Des essaims bourdonnants d’abeilles
Viennent, comme des échansons,
Lui verser les gouttes vermeilles
Du miel, au rythme des chansons.

Assis sur un divan de mousses
Tout constellé de boutons d’or,
Le soir, au long des pentes douces,
Il rêve et dans un nid s’endort.

Un peu frileux, il se réveille
Avec les sèves des forêts,
Et sa bouche qui s’ensoleille
Boit la lumière à larges traits.

Il a mis à sa boutonnière
Un rameau de myosotis,
Comme pour dire à sa manière :
« N’oubliez pas mes paradis. »

Oh ! mon cœur s’en souvient encore
De l’ivresse des anciens jours,
Des rêves saints, des chants d’aurore,
De nos baisers, de nos amours !


À ma première fiancée,
Quand tu reviens, beau mois des fleurs,
Sourit encore ma pensée
Dans un rayon mouillé de pleurs.

(Une Lyre)


VOS YEUX

Les yeux bleus ont du jour la pure transparence ;
Ils gardent la douceur des matins du printemps,
Et sous l’or délicat de leurs cils palpitants
L’étoile de l’amour sourit à l’espérance.

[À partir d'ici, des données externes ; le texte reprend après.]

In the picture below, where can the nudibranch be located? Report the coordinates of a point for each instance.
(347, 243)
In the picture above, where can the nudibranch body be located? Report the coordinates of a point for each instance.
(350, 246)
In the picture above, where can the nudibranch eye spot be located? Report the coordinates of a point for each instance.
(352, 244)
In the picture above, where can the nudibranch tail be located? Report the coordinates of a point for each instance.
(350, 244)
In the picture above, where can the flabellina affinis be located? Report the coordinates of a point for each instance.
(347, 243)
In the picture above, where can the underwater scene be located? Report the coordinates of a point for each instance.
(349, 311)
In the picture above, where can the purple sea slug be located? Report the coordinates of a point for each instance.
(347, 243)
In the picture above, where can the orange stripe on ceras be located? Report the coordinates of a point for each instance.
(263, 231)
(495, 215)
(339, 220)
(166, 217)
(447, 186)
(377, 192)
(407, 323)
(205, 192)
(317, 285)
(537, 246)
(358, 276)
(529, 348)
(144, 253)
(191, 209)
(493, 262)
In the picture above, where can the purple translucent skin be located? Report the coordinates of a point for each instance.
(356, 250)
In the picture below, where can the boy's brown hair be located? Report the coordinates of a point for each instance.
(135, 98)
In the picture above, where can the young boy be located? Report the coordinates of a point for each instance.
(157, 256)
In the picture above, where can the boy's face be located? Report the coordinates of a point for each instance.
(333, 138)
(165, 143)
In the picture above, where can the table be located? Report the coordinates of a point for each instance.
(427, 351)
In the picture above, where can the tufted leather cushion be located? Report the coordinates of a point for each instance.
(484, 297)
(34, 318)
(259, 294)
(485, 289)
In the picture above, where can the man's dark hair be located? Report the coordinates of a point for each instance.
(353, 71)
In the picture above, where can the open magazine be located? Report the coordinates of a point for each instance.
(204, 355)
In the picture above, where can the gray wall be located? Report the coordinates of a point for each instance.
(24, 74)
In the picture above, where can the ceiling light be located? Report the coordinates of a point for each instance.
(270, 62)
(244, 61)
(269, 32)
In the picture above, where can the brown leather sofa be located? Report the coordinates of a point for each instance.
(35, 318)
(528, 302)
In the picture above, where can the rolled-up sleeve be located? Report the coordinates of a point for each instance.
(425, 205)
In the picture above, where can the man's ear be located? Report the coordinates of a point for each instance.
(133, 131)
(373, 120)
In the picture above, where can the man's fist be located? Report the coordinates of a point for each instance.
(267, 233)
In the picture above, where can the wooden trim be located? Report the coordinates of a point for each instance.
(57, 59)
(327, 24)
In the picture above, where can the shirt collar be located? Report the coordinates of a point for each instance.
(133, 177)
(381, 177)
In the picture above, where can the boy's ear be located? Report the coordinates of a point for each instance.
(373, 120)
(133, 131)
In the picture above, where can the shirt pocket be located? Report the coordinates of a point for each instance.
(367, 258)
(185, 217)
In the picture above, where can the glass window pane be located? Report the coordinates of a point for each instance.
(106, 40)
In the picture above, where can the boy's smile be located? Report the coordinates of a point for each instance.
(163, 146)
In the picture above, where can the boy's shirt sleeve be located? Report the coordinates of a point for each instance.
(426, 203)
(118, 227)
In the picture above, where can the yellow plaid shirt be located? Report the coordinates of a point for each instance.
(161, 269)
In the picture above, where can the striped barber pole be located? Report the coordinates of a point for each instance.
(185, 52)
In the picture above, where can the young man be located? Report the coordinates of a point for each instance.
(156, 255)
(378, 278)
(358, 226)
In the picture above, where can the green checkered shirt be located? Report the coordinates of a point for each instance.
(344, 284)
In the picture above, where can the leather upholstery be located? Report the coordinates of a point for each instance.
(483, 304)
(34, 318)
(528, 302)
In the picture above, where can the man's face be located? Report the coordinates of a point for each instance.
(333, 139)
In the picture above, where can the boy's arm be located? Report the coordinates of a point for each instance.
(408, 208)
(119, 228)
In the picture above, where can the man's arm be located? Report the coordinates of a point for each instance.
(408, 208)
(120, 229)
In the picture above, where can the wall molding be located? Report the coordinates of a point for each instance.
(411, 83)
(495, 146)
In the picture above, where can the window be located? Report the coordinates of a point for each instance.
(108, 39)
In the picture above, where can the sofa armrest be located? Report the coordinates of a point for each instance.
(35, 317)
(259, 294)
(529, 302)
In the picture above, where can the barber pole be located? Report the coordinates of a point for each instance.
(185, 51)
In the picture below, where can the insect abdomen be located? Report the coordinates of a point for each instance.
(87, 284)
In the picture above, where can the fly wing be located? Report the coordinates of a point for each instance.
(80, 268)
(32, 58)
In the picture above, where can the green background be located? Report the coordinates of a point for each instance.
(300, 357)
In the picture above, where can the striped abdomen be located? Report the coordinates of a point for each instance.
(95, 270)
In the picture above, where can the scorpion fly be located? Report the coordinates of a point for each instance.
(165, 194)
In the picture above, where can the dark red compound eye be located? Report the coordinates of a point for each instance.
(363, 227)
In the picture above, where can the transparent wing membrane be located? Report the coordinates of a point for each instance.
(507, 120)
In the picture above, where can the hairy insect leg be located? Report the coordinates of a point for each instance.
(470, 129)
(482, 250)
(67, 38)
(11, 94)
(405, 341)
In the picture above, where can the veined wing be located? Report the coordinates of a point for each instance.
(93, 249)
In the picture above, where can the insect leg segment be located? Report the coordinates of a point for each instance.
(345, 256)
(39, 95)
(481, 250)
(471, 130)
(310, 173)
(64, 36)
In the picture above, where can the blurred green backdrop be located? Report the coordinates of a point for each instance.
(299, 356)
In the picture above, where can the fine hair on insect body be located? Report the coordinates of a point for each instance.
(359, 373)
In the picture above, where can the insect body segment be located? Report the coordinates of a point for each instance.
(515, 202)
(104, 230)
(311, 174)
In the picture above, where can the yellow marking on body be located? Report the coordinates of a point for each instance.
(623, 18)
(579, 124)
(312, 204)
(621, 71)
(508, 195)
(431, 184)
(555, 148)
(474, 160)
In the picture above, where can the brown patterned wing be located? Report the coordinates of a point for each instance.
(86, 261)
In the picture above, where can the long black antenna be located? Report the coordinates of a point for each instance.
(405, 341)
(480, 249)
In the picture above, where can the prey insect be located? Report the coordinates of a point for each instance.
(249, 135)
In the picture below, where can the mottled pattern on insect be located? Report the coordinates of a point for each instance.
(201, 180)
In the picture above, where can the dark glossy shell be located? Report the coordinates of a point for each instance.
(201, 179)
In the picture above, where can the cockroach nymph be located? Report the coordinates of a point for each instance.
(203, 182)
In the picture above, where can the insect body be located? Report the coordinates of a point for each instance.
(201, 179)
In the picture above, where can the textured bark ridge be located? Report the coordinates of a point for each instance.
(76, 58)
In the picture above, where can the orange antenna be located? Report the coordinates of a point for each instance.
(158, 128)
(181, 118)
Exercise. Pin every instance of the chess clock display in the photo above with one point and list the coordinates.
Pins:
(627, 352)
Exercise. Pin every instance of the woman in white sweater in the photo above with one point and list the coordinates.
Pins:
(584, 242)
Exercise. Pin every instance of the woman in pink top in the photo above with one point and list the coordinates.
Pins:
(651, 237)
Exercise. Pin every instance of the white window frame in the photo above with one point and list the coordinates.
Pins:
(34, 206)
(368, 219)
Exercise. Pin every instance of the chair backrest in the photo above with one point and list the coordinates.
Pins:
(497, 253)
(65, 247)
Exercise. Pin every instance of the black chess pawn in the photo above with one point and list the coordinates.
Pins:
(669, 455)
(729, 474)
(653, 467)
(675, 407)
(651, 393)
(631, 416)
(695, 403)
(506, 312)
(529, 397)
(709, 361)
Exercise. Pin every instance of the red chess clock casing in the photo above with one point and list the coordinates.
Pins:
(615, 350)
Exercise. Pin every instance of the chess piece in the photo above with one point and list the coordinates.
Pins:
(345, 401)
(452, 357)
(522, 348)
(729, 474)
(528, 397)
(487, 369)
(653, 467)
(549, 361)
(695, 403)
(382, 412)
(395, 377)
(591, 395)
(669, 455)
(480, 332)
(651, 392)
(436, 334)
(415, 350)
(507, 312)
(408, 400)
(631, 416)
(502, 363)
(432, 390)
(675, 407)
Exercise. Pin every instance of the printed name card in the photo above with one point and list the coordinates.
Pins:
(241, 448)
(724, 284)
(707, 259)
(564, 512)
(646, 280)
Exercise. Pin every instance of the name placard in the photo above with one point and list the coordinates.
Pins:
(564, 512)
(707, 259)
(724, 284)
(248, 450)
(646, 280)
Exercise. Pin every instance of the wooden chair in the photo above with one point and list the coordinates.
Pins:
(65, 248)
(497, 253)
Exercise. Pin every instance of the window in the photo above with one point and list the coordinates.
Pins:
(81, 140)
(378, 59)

Les yeux noirs ont des nuits la mystique attirance ;
Mais sous l’ébène froid de leurs cils abondants
Les éclairs qui brûlaient notre cœur à vingt ans
Sont des flèches de feu cruelles d’assurance.

Lis fleuri dans l’azur, la Blonde est un éden ;
Lotus mystérieux, la Brune est un abîme :
Et le gouffre m’attire autant que le jardin !

Brune et Blonde, Dieu fait votre regard sublime,
Femmes, quand vous pleurez sur l’humaine douleur ;
Dans les larmes vos yeux ont la même couleur.